Date: 2026-05-09 UTC
Status: Accepted
Deciders: software-architect
Refs: docs/architecture/rbac-v2/design.md I-9, docs/security/customer-audit-unified-threat-model.md §T-INS-5


Context

Insider threat scenario T-INS-5 (privilege escalation via RBAC modification) identifies that if an RBAC mutation is applied before the audit row is written, a bad actor could abort the application between the mutation and the audit write, leaving a privilege escalation with no record. The question is where in the transaction the audit row is written relative to the mutation.


Decision

rbac_grants_audit INSERT fires before the rbac_user_groups / rbac_ticket_grants mutation is committed. Both are in the same DB transaction. If the audit INSERT fails, the transaction is rolled back and the grant is not applied.

Implementation: the service layer wraps both operations in a single db.session.begin() block. The audit INSERT comes first. If it raises, the exception propagates and the mutation is never committed.


Consequences

Positive: - No grant can exist without an audit record.

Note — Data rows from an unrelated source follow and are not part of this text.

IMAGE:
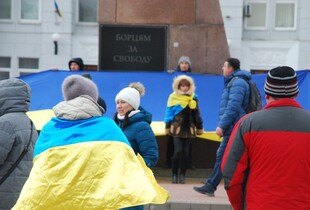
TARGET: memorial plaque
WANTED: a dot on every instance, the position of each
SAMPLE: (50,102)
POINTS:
(132,48)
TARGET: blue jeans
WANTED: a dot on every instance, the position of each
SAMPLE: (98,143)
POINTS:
(216,175)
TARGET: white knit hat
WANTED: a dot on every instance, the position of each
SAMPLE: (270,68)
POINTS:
(129,95)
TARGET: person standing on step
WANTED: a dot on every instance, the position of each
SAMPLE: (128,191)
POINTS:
(184,66)
(267,164)
(183,122)
(135,122)
(234,101)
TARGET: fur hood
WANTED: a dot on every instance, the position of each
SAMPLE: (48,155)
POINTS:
(177,81)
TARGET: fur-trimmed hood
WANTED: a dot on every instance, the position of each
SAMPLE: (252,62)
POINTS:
(177,81)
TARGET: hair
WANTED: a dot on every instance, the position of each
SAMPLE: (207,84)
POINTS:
(234,63)
(184,82)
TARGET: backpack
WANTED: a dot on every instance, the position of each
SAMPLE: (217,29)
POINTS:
(255,102)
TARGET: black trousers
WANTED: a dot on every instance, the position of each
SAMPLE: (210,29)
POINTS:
(180,159)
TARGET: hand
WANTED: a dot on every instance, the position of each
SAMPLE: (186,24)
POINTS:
(199,131)
(167,131)
(219,131)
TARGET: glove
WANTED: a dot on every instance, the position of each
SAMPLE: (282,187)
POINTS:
(167,131)
(199,131)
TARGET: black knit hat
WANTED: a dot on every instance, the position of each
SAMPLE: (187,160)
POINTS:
(76,85)
(281,82)
(78,61)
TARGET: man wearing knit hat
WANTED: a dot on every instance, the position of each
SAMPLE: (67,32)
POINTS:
(85,160)
(266,164)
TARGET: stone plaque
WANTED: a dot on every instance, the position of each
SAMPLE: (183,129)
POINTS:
(132,48)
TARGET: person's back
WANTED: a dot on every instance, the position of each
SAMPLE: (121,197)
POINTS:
(269,167)
(82,160)
(15,133)
(280,160)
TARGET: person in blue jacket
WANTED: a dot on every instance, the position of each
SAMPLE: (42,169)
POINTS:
(135,122)
(234,101)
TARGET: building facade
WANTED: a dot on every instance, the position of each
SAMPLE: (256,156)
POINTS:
(268,33)
(37,35)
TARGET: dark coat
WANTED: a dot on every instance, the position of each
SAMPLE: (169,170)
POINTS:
(140,135)
(15,132)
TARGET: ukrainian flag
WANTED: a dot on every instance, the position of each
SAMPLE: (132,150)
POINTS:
(87,164)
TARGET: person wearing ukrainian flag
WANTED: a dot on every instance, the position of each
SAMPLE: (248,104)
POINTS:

The audit trail is the gate, not an afterthought. - A bad actor who gains DB write access cannot apply a grant without leaving a record — unless they also have the ability to roll back the audit INSERT (which would require deleting from rbac_grants_audit, a table with DDL-level UPDATE/DELETE REVOKE). - Consistent with T-INS-5 countermeasure: "RBAC mutation events must be written to customer_audit_events before the mutation takes effect."

Negative: - If the audit table is unavailable (e.g., disk full, schema corruption), no grants can be applied. This is the intended fail-closed behavior — availability of the grant API is subordinate to audit integrity. - Slightly more complex transaction handling: the service must explicitly manage the transaction boundary rather than relying on the default ORM session flush.


Alternatives Considered

Post-write audit (fire and forget)

Write the grant first; log the audit row in a try/except that swallows errors.

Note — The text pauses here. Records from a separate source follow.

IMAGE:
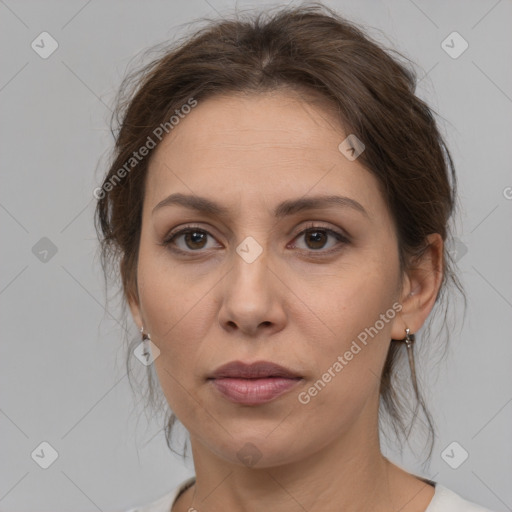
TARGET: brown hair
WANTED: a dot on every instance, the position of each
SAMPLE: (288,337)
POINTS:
(307,49)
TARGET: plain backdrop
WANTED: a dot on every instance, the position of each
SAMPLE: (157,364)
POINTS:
(62,375)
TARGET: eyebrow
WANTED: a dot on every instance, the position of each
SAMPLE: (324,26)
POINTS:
(286,208)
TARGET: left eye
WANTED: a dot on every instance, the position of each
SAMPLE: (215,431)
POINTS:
(316,237)
(195,239)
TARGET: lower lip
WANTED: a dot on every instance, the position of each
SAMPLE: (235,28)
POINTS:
(254,391)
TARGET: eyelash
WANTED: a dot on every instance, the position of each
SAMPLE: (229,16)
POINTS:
(342,239)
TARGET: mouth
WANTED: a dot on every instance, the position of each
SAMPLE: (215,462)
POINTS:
(253,384)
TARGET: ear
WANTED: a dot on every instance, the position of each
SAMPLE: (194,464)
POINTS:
(421,286)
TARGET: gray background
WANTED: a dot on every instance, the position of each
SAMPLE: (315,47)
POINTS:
(62,376)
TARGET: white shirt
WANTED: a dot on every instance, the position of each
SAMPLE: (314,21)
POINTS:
(443,500)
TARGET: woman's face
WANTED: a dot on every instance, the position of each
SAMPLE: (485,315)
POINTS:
(251,286)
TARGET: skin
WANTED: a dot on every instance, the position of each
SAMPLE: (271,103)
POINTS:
(209,306)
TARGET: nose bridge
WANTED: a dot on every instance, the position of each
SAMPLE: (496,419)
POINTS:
(249,283)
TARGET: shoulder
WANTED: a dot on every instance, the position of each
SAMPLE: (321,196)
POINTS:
(446,500)
(164,503)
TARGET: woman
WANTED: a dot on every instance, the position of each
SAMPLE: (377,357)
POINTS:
(278,205)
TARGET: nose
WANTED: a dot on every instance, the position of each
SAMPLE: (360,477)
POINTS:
(252,294)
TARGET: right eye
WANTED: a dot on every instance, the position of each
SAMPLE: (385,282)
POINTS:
(193,238)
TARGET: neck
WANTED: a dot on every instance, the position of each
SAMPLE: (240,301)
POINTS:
(349,472)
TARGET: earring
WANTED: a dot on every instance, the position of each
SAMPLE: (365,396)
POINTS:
(409,342)
(146,338)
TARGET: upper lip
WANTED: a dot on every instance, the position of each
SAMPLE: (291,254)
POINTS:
(256,370)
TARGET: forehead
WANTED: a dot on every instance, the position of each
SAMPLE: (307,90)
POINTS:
(273,145)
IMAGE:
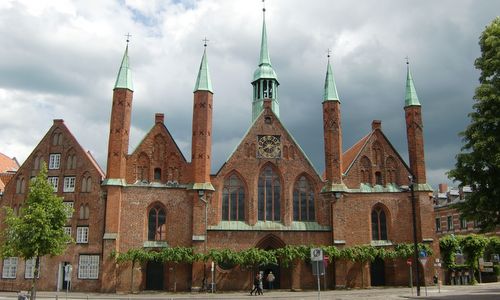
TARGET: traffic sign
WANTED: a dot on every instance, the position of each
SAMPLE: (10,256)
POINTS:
(316,254)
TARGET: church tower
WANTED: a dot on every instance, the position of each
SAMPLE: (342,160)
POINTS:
(116,170)
(120,121)
(265,81)
(201,146)
(414,130)
(332,131)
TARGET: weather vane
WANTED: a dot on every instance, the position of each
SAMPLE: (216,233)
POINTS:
(205,42)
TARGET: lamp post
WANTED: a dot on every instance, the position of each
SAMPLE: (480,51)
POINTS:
(415,242)
(201,196)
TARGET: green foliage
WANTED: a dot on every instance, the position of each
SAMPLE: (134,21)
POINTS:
(39,229)
(478,164)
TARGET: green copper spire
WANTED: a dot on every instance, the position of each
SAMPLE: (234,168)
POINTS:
(203,81)
(411,94)
(265,81)
(124,79)
(330,93)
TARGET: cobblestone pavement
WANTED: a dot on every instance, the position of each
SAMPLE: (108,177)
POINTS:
(489,291)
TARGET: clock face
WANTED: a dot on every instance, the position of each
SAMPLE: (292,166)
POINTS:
(269,146)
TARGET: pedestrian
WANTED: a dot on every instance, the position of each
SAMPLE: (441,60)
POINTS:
(270,279)
(261,284)
(255,284)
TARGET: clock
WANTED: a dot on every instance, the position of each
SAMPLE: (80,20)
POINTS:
(269,146)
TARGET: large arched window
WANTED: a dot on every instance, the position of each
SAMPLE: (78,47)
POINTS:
(269,195)
(233,199)
(303,200)
(156,224)
(379,224)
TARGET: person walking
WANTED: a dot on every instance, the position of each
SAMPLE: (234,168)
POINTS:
(255,285)
(270,279)
(261,284)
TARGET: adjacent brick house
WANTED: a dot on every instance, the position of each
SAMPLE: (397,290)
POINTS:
(76,178)
(267,194)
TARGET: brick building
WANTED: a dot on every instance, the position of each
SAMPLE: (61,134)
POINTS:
(448,219)
(267,194)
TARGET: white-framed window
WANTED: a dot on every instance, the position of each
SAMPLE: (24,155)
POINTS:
(69,209)
(54,181)
(88,267)
(9,267)
(69,184)
(82,235)
(29,268)
(67,230)
(54,161)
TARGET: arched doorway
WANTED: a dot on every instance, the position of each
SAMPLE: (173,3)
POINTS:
(377,272)
(154,276)
(271,242)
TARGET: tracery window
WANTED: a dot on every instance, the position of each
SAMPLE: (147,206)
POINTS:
(156,224)
(233,199)
(379,224)
(269,196)
(303,201)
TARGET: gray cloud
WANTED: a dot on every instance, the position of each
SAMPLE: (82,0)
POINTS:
(60,61)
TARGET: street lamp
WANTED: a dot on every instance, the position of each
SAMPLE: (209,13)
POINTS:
(415,242)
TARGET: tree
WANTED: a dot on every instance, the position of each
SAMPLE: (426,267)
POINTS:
(38,230)
(478,164)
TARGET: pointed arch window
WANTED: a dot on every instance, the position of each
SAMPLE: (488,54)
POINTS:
(156,224)
(303,200)
(379,224)
(233,199)
(269,196)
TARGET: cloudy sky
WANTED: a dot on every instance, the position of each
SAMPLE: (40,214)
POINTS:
(59,59)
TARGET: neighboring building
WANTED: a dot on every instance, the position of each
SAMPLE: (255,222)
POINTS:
(447,218)
(8,167)
(267,194)
(76,178)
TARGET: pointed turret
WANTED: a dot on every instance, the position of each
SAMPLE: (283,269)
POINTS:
(203,81)
(411,94)
(330,93)
(201,146)
(265,81)
(332,131)
(124,78)
(414,134)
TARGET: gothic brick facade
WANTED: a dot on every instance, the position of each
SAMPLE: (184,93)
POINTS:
(267,194)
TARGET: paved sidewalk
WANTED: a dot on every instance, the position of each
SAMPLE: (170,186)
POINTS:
(488,291)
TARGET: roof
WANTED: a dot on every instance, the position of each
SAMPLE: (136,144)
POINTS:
(8,164)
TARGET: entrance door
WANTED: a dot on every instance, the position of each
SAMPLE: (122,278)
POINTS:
(154,276)
(276,272)
(377,272)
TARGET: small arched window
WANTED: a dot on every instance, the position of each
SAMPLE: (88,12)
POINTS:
(379,224)
(303,201)
(269,196)
(233,199)
(156,224)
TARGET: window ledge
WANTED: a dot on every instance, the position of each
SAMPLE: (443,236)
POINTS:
(155,244)
(381,243)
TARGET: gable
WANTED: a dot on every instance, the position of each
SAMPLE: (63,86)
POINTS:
(374,161)
(267,140)
(157,158)
(73,159)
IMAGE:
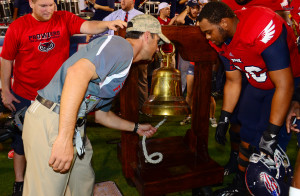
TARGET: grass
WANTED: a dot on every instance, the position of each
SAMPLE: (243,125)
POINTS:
(107,166)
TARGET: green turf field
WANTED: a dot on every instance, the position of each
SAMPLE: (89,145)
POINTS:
(106,164)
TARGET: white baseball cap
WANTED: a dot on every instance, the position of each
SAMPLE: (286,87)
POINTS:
(162,6)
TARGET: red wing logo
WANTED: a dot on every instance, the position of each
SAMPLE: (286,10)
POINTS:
(46,46)
(268,33)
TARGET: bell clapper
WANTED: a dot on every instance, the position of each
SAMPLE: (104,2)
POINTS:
(149,157)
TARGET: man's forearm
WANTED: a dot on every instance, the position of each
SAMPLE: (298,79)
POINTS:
(75,86)
(6,68)
(94,27)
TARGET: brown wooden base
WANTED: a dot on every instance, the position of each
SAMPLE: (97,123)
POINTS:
(180,169)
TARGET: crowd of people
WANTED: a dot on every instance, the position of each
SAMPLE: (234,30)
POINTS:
(257,45)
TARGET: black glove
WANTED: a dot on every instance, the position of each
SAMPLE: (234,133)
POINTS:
(268,141)
(222,127)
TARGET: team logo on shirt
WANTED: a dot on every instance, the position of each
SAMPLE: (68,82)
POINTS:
(46,46)
(268,33)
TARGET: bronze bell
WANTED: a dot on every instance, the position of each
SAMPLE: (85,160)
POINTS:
(166,95)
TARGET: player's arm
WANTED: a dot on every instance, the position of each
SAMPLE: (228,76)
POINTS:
(284,87)
(75,86)
(7,96)
(101,7)
(96,27)
(232,90)
(277,60)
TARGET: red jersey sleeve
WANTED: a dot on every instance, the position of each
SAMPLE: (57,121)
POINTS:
(267,29)
(10,45)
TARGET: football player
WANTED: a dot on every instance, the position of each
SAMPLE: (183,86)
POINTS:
(259,43)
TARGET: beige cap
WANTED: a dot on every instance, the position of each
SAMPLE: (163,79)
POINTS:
(146,22)
(163,5)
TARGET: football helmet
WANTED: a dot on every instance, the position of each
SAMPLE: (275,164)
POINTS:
(266,176)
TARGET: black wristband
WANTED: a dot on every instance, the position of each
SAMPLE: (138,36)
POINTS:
(273,129)
(224,117)
(136,127)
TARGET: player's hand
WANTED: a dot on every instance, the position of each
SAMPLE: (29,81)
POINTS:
(146,129)
(7,99)
(222,127)
(115,24)
(293,112)
(61,155)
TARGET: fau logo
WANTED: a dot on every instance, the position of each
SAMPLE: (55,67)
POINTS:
(270,183)
(46,46)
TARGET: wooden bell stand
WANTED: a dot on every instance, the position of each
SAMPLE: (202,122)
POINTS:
(186,163)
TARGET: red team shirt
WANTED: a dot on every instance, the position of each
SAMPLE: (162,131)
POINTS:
(163,22)
(295,12)
(244,50)
(39,49)
(275,5)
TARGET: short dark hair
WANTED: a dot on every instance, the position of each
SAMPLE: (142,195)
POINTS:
(214,12)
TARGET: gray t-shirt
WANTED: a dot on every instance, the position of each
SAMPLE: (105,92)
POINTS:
(112,57)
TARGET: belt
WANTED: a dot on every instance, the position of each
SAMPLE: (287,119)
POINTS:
(48,104)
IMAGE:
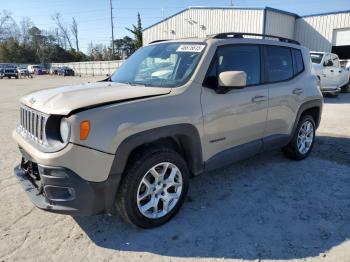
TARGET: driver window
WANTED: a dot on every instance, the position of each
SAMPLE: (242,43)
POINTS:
(328,61)
(336,61)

Rejected: Any gap between the grant and the audit (exception between the two, or a fire-and-forget pattern that drops the log) means the grant happened silently. The system invariant "every state change affecting permissions writes an audit row" is violated.

Separate audit service (async)

Write the grant; emit an event to an async audit service that writes the row eventually.

Rejected: "Eventually" is not auditable in the presence of a bad actor who can kill the process or drain the queue between grant and log. Synchronous, same-transaction write is the only pattern that guarantees the invariant.


See docs/architecture/rbac-v2/design.md §9.2 for the privilege escalation guard design.